そしてとうとうお昼休みを知らせるチャイムが鳴った。


「茉莉花ちゃん!ご飯食べよ!」

「うん!」

自分の机を後の席の百合の机とくっつけるために机を持ち上げ後ろを振り向いた時だった。

ちょうど晴人が席を立ち一人で教室を出ようとする姿を目の当たりにした。


「ゆ、百合!ごめん!!」

「え?」

「私、お昼休みに先生に呼ばれてたの思い出した!ごめん!この埋め合わせはまたするから!」

「え、うん!気をつけてね!」


急いでその場を離れようとする私に嫌な顔一つせず笑顔で送り出してくれた百合に心の中で何度も謝罪し、私は校舎裏へと向かう。

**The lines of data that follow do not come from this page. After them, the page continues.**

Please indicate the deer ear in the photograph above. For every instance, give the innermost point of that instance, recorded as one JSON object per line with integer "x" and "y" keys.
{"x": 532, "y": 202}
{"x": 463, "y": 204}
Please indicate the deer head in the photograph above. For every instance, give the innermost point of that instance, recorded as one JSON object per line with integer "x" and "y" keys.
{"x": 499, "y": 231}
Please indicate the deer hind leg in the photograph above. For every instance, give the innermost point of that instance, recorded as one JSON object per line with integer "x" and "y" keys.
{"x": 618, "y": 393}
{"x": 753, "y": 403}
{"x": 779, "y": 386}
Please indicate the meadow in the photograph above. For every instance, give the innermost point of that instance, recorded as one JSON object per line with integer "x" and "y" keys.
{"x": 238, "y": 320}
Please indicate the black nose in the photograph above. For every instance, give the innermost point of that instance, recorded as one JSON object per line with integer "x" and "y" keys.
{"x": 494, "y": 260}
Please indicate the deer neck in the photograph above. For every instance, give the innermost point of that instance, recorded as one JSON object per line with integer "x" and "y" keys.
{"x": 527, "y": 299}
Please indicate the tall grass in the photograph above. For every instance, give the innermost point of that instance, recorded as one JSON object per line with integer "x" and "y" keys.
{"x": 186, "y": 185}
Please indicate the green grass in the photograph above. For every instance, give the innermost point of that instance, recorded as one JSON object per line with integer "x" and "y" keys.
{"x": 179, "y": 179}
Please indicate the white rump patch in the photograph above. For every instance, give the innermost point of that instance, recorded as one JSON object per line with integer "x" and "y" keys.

ついさっき教室を出たばかりだったのに晴人はどこにも見当たらない。

もしかしたら友達の所に行ったのかも…。

お昼休みで賑わう廊下をすり抜けて私は静かな校舎裏へと足を踏み入れた。

一度深呼吸をし息を整え、ゆっくりと足を進める。


「……。」


いない。


またすれ違いだ。


せっかく、会えると思ったのに。

自然と溜息が出て肩を落とした。






「そんなに俺に会いたかったの?」


勢いよく振り向くとそこには意地悪に笑う晴人がいた。


「はる…と、」

「息切らす程、俺に会いたかったんだ?」


晴人は確かめる様にまた同じ質問を私に投げかける。

いつもなら、そんな事ない!って言うのに。言えるのに。なのに、なんでだろ。

太陽の光が緑の葉っぱの上にある水滴に反射してキラキラして、私の返答を待つ晴人の優しい笑顔がより一層輝いて見える。


だからかな、


「会いたかったよ。ずっと」


いつもより素直にそんな言葉が出たのは。

一瞬驚いた顔をした晴人がそのまま私の横を通り過ぎて壁にもたれて座った。


「ほら、おいで茉莉花」

私を呼ぶ晴人の声が愛しくて、私は言われるがまま晴人の側に寄り隣にしゃがみ込んだ。